Methods: Pulse-wave velocity, stroke volume, heart rate, serological markers of endothelial dysfunction (soluble intercellular, vascular cell-adhesion molecules, E-selectin, and plasminogen-activator-inhibitor-1) were measured in 10 T1DM patients after SPK with non-diabetic glucose levels, 10 T1DM patients with poor [T1DM>8; glycated haemoglobin (HbA1c)>8%], and 10 with good glucose control (T1DM<7, HbA1c<7%), in 6 non-diabetic patients after kidney transplantation (KT) and 9 non-diabetic control subjects (CON), matching for major anthropometric characteristics.
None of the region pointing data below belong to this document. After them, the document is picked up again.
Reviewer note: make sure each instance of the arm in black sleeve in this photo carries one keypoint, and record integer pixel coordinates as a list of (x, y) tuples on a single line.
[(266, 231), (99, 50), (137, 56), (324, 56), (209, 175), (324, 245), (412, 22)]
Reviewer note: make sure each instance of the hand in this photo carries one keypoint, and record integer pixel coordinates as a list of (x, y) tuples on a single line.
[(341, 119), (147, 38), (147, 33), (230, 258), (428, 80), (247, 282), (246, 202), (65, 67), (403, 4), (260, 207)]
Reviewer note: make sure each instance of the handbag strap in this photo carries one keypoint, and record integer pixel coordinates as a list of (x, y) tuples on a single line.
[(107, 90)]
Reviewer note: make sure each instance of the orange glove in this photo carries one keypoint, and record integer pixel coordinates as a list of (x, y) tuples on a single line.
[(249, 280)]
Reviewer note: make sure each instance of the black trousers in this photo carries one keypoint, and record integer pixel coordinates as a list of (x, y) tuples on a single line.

Results: Pulse-wave velocity was increased in SPK (P < 0.02 vs. CON, KT, T1DM<7) and in T1DM>8 (P < 0.02 vs. T1DM<7). Systolic blood pressure was increased in SPK (P < 0.05 vs. CON). Stroke volume was reduced in SPK, T1DM>8 and T1DM<7 and KT (P < 0.01 vs. CON). Heart rate was elevated in SPK and in T1DM>8 (P < 0.0003 vs. CON and T1DM<7). In SPK, soluble intercellular and vascular cell-adhesion molecules were 100% and 44% higher (P < 0.03 vs. CON), respectively, while plasminogen-activator-inhibitor-1 was decreased in SPK (P < 0.02 vs. CON).
Conclusion: T1DM patients after SPK experience arterial stiffness, a higher heart-rate and blood pressure, reduced stroke volume and serological signs of endothelial dysfunction. Thus, functional and structural cardiovascular alterations as a result of glucotoxicity, uraemia and hypertension in T1DM might not be completely resolved by SPK.